Whopping 80 Percent Who Refuse Covid Vaccine Say NOTHING Can Change Their Minds — But There’s Good News Too
A whopping 80 percent of people who say they won’t get vaccinated also say that there is nothing that can change their minds in a new poll — but there’s some potentially good news in the poll, as well.
In a new The Economist/YouGov poll, respondents who said they don’t intend to get the Covid vaccine were then asked “Is there anything that could change your mind and convince you to get vaccinated?”
Only 5 percent responded “yes,” 16 percent said they were “not sure,” and 79 percent responded that nothing could make them change their minds about getting immunized.
This come as fear rises that vaccine hesitancy will prevent the United States from ever reaching “herd immunity,” as The New York Times reported this week:
Now, more than half of adults in the United States have been inoculated with at least one dose of a vaccine. But daily vaccination rates are slipping, and there is widespread consensus among scientists and public health experts that the herd immunity threshold is not attainable — at least not in the foreseeable future, and perhaps not ever.
Instead, they are coming to the conclusion that rather than making a long-promised exit, the virus will most likely become a manageable threat that will continue to circulate in the United States for years to come, still causing hospitalizations and deaths but in much smaller numbers.
The theoretical threshold for herd immunity has also risen due to the emergence of variants, and “experts now calculate the herd immunity threshold to be at least 80 percent. If even more contagious variants develop, or if scientists find that immunized people can still transmit the virus, the calculation will have to be revised upward again,” NYT reported.

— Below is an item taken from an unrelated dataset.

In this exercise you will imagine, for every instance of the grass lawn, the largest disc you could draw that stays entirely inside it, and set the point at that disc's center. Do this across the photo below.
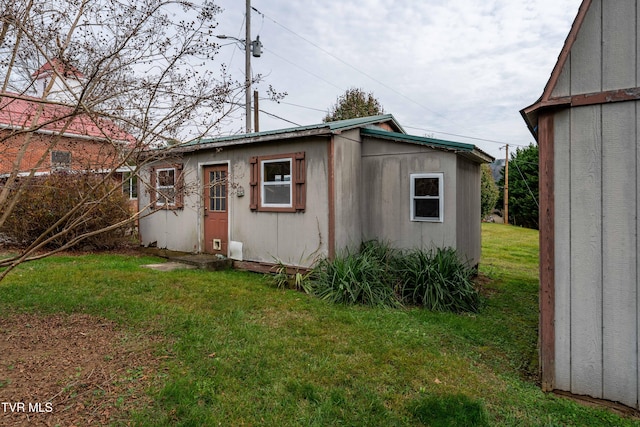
(237, 351)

But if this poll is correct, that 80 percent number might be within reach. Respondents were asked “How would you describe your personal situation regarding COVID-19 vaccines?”
A significant 18 percent responded “I will not get vaccinated” — the cohort that was then asked if their minds could be changed — which leaves at least 82 percent in play. Of those people, 42 percent said “I have received all the injections required to be fully vaccinated against COVID-19,” 14 percent said “I have started the vaccination process, but need another shot,” and an additional 14 percent who said “I’m not sure about getting vaccinated.”
Add the 1-in-5 refusers who at least leave open the possibility of changing their minds, and the goal doesn’t seem that impossible.